The second expression is the Eastern mystical, in all its myriad forms.  These include Buddhism, Taoism, Sufism, and Hinduism.  All are concerned with the exploration of inner worlds.  They have given us the meditative arts and trance states.  They have allowed people to know their own minds and to develop a more peaceful & engaged presence in the world.  Their translation to societal models has produced civilizations of great wisdom & compassion, such as that of the Tibetan people.  The shadow expression of this mode is the hermit monk who is withdrawn from the world of people, content to dwell in meditative bliss, and who will not successfully defend himself if subject to attack from the outside.

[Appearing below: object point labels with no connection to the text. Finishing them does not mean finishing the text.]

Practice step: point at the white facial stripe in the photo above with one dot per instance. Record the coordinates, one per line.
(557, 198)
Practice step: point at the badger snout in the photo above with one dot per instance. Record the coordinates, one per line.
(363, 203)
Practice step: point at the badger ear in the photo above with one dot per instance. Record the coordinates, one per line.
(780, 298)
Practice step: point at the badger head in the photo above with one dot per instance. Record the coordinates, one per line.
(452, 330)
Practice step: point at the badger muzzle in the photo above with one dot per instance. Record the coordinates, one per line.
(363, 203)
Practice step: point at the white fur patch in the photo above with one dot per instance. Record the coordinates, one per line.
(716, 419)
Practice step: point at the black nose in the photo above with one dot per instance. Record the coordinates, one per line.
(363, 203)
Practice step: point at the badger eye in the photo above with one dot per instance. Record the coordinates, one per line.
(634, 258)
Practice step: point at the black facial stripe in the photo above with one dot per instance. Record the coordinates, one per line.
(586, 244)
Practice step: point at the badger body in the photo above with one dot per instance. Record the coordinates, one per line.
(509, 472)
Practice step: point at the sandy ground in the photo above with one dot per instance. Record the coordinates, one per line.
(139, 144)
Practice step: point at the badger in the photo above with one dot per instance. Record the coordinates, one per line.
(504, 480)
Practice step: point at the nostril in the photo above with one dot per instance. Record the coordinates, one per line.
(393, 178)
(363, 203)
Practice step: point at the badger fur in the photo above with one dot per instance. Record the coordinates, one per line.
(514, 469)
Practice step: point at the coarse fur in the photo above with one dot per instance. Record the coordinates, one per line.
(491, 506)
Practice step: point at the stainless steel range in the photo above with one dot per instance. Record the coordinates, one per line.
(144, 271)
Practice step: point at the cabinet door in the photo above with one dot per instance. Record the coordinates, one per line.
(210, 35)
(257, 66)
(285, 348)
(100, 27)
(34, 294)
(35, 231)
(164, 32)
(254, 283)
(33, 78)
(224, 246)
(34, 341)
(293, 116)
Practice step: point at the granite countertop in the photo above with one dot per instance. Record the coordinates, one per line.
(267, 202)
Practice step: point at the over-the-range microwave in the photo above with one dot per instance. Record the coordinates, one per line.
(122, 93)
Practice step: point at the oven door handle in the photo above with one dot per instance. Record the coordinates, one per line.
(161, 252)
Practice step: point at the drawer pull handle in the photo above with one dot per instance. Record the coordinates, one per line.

The third expression is that of the Indigenous.  These are the people who stayed close to the Earth and the old ways.  The primary concern of this expression is neither knowledge of the outer nor the inner world, but rather the value of relationship.  Its people are in touch with the spirit world, as well as the world of animal totems and ancestors.  They have kept alive the ancient skills needed to survive without the contrivances of the Western world.  This mode of expression can be seen in many parts of the world in slightly different form, but the same in essence, from Africa to the Amazon to the Arctic.  It is often unable to describe its own special magic.  It may need observation from the outside to illuminate how, for example, a Kalahari Bushman hunter can place an arrow through the heart of a leaping gazelle with primitive hunting equipment that can’t reliably hit a target when shot by an expert Western marksman.  The shadow side of indigeneity is its adherence to unhealthy ways of holding power and reinforcing tribal norms, manifesting in practices such as female genital mutilation.  It is primarily concerned with the needs of the group, not those of the individual. 

 

For the last hundred thousand years, humans have been moving apart through this physical and cultural diaspora.  Now, the time has come to reweave these threads.  We see the world shrinking as people are brought together through technology.  At the same time, we see a yearning for different ways of experiencing the world.  We see this as strongly in America as anywhere.  Those raised primarily in the Western scientific/industrial mode are hungry for the Eastern mystical practices, and for the earthy wisdom of the Indigenous.  They long to know their inner worlds, and to be connected in deeper relationship to the Earth and the spirit realms.

 

Unlike some of my contemporaries, I don’t view our journey through the Western mode to be an aberration or a mistake.  As stated, I see the desire to know the outer world to be an essential aspect of a full human consciousness.  It is only when it isn’t balanced by the other modes that it takes the perverted form we’re all too familiar with.  We may know how to split atoms, but without the meditative reflection of the yogi, and the concern for the earth and for future generations, how can we use that knowledge for its highest purpose?

 

I see this my work as a place where the greatest aspects of these three modes of human consciousness can be honored and practiced, and where the shadow sides can be illuminated as well.  By weaving these threads back together through our work, our spiritual & medicinal practices, and our relations with the land and with each other, we can engage our full human potential.  We can move past the limitations of our species to the next stage of human spiritual evolution.

 

I can’t claim to know entirely what this looks like in full.  I can only hold a vision: of a people who know the value of both light & of shadow, of knowledge & of mystery, of doing & of not doing.  I hold a vision of a people who are equally of the earth and of the stars, complete within & without, and living fully in service of a cause greater than themselves.